LESSON: Well, this defies all logic. The logical thing here would have been to pull the rope or toprope from the high clip and then lead past it. Use common sense when you climb. Normally, if one bolt fails in a sport fall, for whatever reason, you have another one five feet below it to catch you. Unclipping all the draws as you climb removes that redundancy that we climbers value so highly. Furthermore, when a quickdraw is backclipped (rope runs into the front of the carabiner then out the back) it makes it possible that the rope will unclip itself in a fall. Combine that with a lack of protection and you've got the potential for a 35-foot ground fall.
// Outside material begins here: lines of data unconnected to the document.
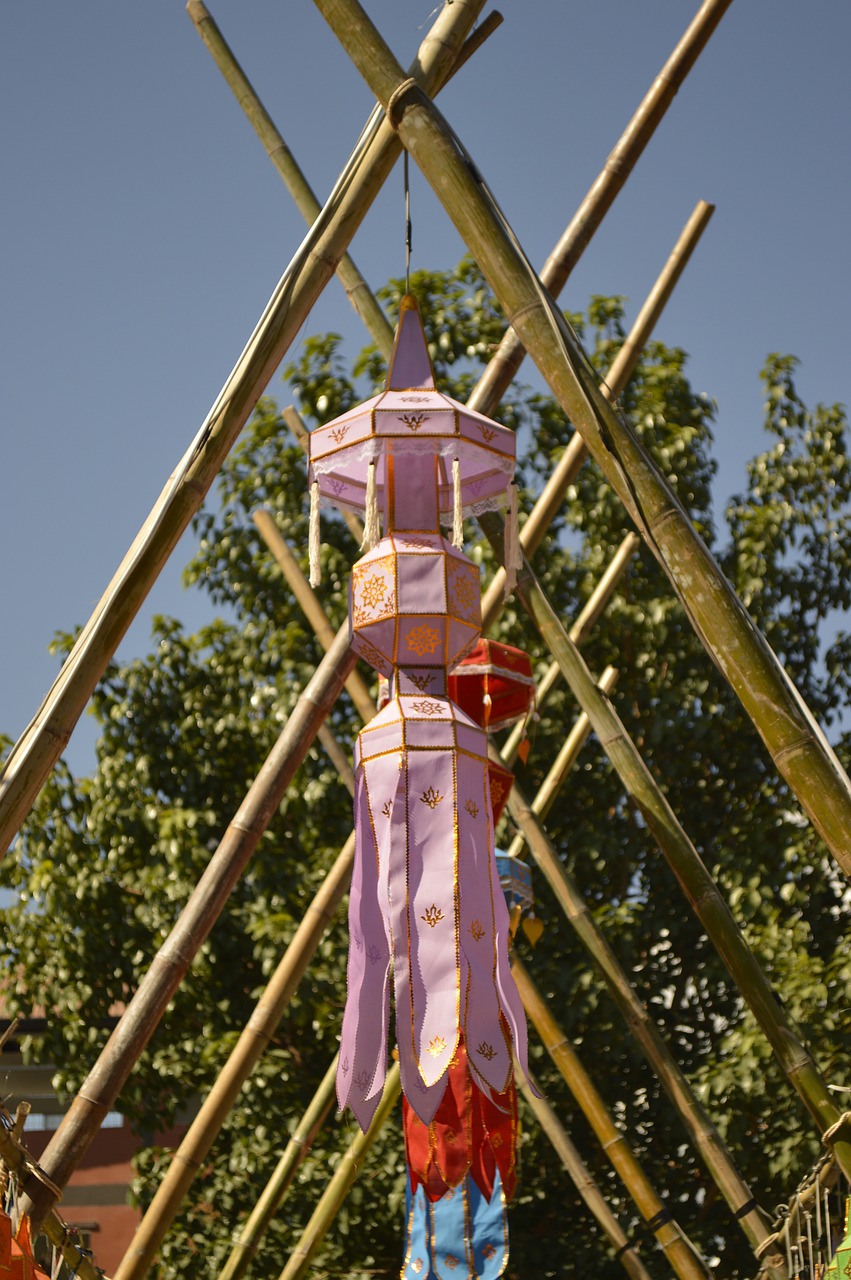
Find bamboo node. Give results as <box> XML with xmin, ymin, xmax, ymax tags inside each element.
<box><xmin>385</xmin><ymin>76</ymin><xmax>420</xmax><ymax>129</ymax></box>
<box><xmin>822</xmin><ymin>1111</ymin><xmax>851</xmax><ymax>1147</ymax></box>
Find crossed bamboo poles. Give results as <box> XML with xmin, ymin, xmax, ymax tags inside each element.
<box><xmin>6</xmin><ymin>4</ymin><xmax>839</xmax><ymax>1264</ymax></box>
<box><xmin>315</xmin><ymin>0</ymin><xmax>851</xmax><ymax>890</ymax></box>
<box><xmin>11</xmin><ymin>0</ymin><xmax>729</xmax><ymax>1221</ymax></box>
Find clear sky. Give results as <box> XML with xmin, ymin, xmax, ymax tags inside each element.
<box><xmin>0</xmin><ymin>0</ymin><xmax>851</xmax><ymax>769</ymax></box>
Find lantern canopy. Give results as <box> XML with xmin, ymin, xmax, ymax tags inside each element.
<box><xmin>308</xmin><ymin>294</ymin><xmax>516</xmax><ymax>531</ymax></box>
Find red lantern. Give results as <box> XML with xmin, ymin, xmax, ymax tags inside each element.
<box><xmin>402</xmin><ymin>1039</ymin><xmax>517</xmax><ymax>1201</ymax></box>
<box><xmin>449</xmin><ymin>640</ymin><xmax>535</xmax><ymax>731</ymax></box>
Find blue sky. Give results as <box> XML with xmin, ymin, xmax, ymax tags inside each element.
<box><xmin>0</xmin><ymin>0</ymin><xmax>851</xmax><ymax>769</ymax></box>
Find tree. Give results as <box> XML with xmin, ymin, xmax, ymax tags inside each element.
<box><xmin>1</xmin><ymin>261</ymin><xmax>851</xmax><ymax>1277</ymax></box>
>>Driving up Boulder Canyon in the time before cell phone cameras, I nearly drove into the creek upon seeing this. A"toprope" was being ascended by a corpulent man and his partner, both dressed in jeans and sneakers. They had set it up using several lengths of a bed sheet twisted into a rope, knotted every dozen feet or so, and passing through a large pulley that was draped over the top of the route. We observed nothing of note on our return from Animal World, so the two must have at least escaped with their bodies intact.—Richard Wright, via climbing.com

LESSON: Let's leave the bed sheet ropes to people escaping from prisons, shall we? This is so unsafe that my blanket advice is to go climb with someone that knows what they're doing. But just for fun, here's why this is scenario is so bad. First, a chain of bed sheets is obviously not rated to catch falls, but supposing it didn't tear into pieces at the first sign of a load, you're still not out of the woods. Climbing ropes stretch to absorb impact in a fall. This is why you can take a 20-foot whipper and still have functioning organs. A static rope, which a bed sheet rope presumably is, does not stretch. This means a harsher drop for your climber, but more importantly, it means more force on the anchor and belayer. In a good toprope setup, the anchor provides friction, which keeps some force off the belayer. A pulley, on the other hand, provides very little friction. A real possibility in this scenario is that the climber falls, the belayer is pulled all the way up to the anchor, and the climber decks. Don't use bed sheets for climbing, and don't use pulleys for toprope anchors.


Photo: Dylan Kunkel

>>Witnessed this mess at Poke-O-Moonshine in the Adirondacks. The guy was belaying his presumed wife up the first pitch of Gamesmanship (5.8+). He had a block of cheese in one hand and Opinel knife in the other. The knife was pointed at him, and he was cutting toward himselfat least it wasn't toward the rope! Belay device was upside down, no eyes on the climber. The moment he put the knife down, she fell past her last three placements. She proceeded to explain that her foot slipped and it was very unexpected.—Dylan Kunkel, via email

LESSON: Repeat after me: No sharp objects near your climbing rope. Ever. This is such an important rule that rope manufacturers recommend you don't use scissors to open the packaging of a new rope. Your rope is your life line. You should take every precaution to keep it intact. This means extending protection and anchors to keep it from running over sharp edges, using a tarp to keep abrasive dirt out of the sheath when belaying, and keeping knives away from it, no matter how hungry you are. A rope under tension can be cut fairly easily. But even if you didn't care about your climber's safety, this scenario also presents significant danger to the belayer. Lead belayers experience fairly chaotic jolts during a fall. If you're holding a knife, you may not be happy with where it ends up after a catch. Beyond that, this belayer needs to relearn the basics. Always pay full attention to your climber. Most falls are unexpected.